Josaya White, Paras Jah und Dalton Norman, die zum Zeitpunkt der Gründung und des Starts von Mirai jeweils zwischen 18 und 20 Jahre alt waren, bekannte sich schuldig, im Dezember ein Schadprogramm erstellt zu haben. Das Botnet, das Hunderttausende von Geräten aus dem Internet der Dinge übernommen und zu einer digitalen Armee vereinigt hatte, begann mit dem Angriff auf die Hoster von Minecraft, wurde jedoch später zu einem Online-Tsunami aus böswilligem Verkehr, der ganze Hosting-Provider einschränkte. Als er auf dem Höhepunkt der Anschuldigungen von "russischen Hackern", sich in die amerikanischen Wahlen einzumischen, erschienen war, hatten viele befürchtet, ein unbekannter neuer Feind würde das Internet stürzen.

Die Ersteller, die erkannten, dass sich ihre Schöpfung als viel mächtiger erwies, als sie angenommen hatten, gerieten in Panik und legten den Quellcode frei - dies ist die Standardtaktik der Hacker, die hoffen, dass die Behörden, wenn sie zu ihnen kommen, keinen Code finden, der nicht öffentlich verfügbar wäre und sie können nicht leicht für ihre Schaffung verantwortlich gemacht werden. Die Veröffentlichung des Kodex führte zu weiteren Angriffen, die zurückgehen, als eines Tages im Oktober an der Ostküste der Vereinigten Staaten der größte Teil des Internets nicht verfügbar war.

Laut Gerichtsdokumenten empfiehlt die US-Regierung, dass jede dieser drei Personen eine fünfjährige Haftstrafe und 2500 Stunden Zivildienst erhält.

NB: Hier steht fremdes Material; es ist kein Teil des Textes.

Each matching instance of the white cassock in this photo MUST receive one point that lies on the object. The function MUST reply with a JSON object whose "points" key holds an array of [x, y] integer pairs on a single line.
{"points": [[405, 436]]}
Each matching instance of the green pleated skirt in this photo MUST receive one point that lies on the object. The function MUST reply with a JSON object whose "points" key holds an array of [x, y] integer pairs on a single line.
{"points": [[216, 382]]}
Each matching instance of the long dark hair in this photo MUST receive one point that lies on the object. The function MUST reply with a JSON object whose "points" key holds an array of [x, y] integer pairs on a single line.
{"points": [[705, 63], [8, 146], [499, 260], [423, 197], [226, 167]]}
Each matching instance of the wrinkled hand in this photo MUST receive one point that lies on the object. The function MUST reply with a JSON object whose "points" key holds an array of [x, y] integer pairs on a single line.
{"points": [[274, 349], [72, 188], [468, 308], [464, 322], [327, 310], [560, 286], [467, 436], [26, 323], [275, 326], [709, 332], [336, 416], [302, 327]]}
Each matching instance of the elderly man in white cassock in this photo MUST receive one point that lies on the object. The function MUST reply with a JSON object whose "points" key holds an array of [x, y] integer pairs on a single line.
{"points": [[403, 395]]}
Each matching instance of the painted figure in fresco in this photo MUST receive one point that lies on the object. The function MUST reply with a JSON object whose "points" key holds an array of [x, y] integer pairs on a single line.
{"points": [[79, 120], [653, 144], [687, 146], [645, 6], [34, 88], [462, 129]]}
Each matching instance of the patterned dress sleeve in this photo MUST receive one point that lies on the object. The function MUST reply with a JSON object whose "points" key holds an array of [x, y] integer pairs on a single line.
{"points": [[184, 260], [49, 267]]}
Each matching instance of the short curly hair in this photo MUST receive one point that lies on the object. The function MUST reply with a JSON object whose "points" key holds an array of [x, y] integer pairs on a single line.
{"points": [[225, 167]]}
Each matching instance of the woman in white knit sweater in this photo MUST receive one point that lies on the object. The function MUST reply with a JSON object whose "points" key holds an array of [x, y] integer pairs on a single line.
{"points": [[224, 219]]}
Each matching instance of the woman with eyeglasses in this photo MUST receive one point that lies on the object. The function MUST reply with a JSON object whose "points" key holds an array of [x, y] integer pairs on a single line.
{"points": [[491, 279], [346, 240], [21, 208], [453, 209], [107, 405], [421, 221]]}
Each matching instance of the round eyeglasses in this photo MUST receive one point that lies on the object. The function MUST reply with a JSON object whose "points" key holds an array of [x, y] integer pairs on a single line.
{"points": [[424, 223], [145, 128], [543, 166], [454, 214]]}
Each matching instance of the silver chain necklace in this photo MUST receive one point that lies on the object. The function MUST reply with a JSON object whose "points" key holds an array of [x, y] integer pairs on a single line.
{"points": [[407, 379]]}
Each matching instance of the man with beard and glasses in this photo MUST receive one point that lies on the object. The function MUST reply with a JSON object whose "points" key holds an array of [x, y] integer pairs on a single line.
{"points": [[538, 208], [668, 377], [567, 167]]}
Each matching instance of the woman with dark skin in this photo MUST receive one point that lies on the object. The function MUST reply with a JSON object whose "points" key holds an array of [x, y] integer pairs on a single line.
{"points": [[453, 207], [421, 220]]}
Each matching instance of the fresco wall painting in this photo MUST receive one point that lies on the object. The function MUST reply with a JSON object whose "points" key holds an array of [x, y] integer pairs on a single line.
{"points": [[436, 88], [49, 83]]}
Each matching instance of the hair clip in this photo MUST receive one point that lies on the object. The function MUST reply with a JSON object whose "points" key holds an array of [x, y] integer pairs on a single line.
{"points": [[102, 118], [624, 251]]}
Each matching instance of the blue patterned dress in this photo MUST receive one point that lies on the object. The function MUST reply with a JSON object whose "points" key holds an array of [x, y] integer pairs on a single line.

Die Nuance ist jedoch genau die Art, wie die Regierung ihre Amtszeit ausarbeiten soll: "Als Nächstes fordern die USA den Gerichtshof in Absprache mit dem Bewährungsausschuss auf, den Gemeindedienst in Form einer laufenden Arbeit mit dem FBI zur Bekämpfung der Cyberkriminalität und zur Gewährleistung der Cybersicherheit zu definieren", in dem Memorandum der Verurteilung angegeben.

In einem separaten achtseitigen Dokument beschreibt die Regierung, wie ihre Mitglieder in den 18 Monaten seit dem ersten Kontakt des FBI mit der Dreieinigkeit aktiv mit der Agentur und der breiteren Cybersecurity-Community zusammengearbeitet haben und Computerkenntnisse für nicht kriminalitätsbezogene Arbeiten anwenden. "Die Angeklagten haben bereits vor der Anklage eine umfassende und außergewöhnliche Zusammenarbeit mit der US-Regierung eingegangen", schreiben die Staatsanwälte. Ihre Zusammenarbeit sei "sowohl in ihrem Umfang als auch in der Folge bemerkenswert."

Es stellt sich heraus, dass die Dreieinigkeit bereits zu mehr als zehn verschiedenen Polizeieinsätzen und zur Sicherheit des Landes und der ganzen Welt beigetragen hat. In einem Fall halfen sie privaten Forschern bei der Suche nach einer Hacker-Gruppe, der Quelle einer „fortschrittlichen und ständigen Bedrohung“; in einem anderen arbeiteten sie vor Weihnachten mit dem FBI zusammen, um die DoS-Angriffe zu schwächen . Die Gerichtsdokumente enthalten auch Hinweise darauf, dass das Trio online und offline verdeckt gearbeitet hat, Dienstreisen unternommen hat, um „die Handlungen der untersuchten Personen geheim zu dokumentieren“, und einmal sogar mit Strafverfolgungsbehörden in einem anderen Land zusammengearbeitet, um sicherzustellen, dass der Verdächtige einen Computer benutzt zum Zeitpunkt der Suche. "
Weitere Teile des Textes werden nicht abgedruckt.